Tal vez era pura coincidencia, pero la foto de su mujer y de sus hijos había desaparecido. Mmm, que chico más previsible… Camille tiró la hoja y pasó el aspirador.

También en el piso el ambiente era algo más relajado. Franck ya no dormía allí y pasaba como un rayo cuando venía a echarse la siesta por la tarde. Ni siquiera había desembalado su nuevo equipo de música.

Philibert no hizo nunca la menor alusión a lo que se había tramado a sus espaldas la noche en que se fue a su conferencia sobre Napoleón. Era una persona que no toleraba el más mínimo cambio. Su equilibrio pendía de un hilo, y Camille apenas empezaba a ser consciente de la gravedad de su acto la noche en que fue a buscarla a su buhardilla… Lo violento que tenía que haber sido para él… También pensaba en lo que Franck le había dicho de que se medicaba…

Philibert le anunció que se tomaba unas vacaciones y que estaría fuera hasta mediados de enero.

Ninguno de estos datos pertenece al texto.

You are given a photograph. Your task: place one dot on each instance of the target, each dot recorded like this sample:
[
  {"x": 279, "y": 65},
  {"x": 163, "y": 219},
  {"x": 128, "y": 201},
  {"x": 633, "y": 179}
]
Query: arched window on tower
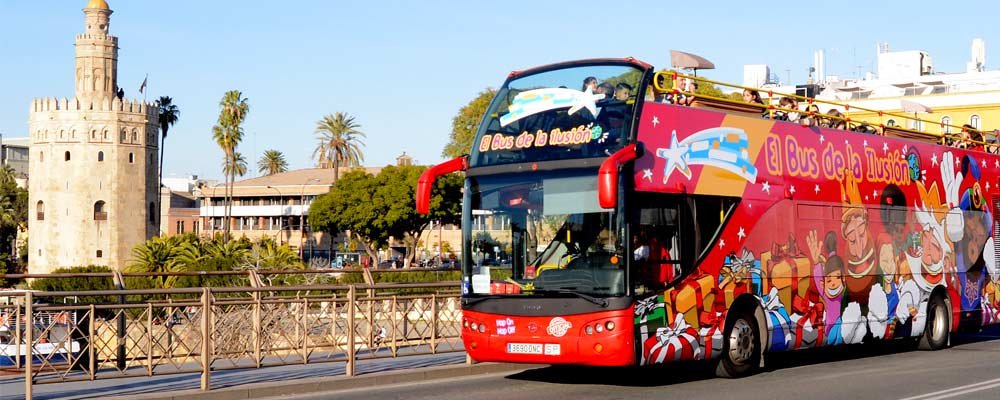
[{"x": 100, "y": 213}]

—¿Se marcha a su castillo?

—Sí.

—¿Le hace ilusión?

—Bueno, me alegra volver a ver a mis hermanas…

—¿Cómo se llaman?

—Anne, Marie, Catherine, Isabelle, Aliénor y Blanche.

—¿Y su hermano?

—Louis.

—Todo nombres de reyes y de reinas…

—Pues sí…

—¿Y el suyo?

—Oh, yo… Yo soy el patito feo…

—No diga eso, Philibert… Mire, yo no entiendo nada de todas esas historias suyas de la aristocracia, y eso de los apellidos rimbombantes a mí nunca me ha interesado mucho. Si quiere que le diga la verdad, me parece incluso un pelín ridículo, un poco… anticuado, pero una cosa está muy clara: usted es un príncipe. Un verdadero príncipe.

—Oh —dijo él, ruborizándose—, un hidalguito nada más, un hidalguelo de provincias, como mucho…

—Un hidalguito, sí, eso es exactamente… Y dígame, ¿cree que el año que viene ya podremos tutearnos?

—¡Ah! ¡Ya saltó otra vez mi querida sufragista! Siempre queriendo revoluciones… A mí me va a costar tutearla, ¿sabe…?

—A mí, no. A mi me encantaría decirle: Philibert, te agradezco mucho todo lo que has hecho por mí, porque no lo sabes, pero, en cierta manera, me has salvado la vida…

Philibert no contestó nada, y una vez más, bajó la mirada.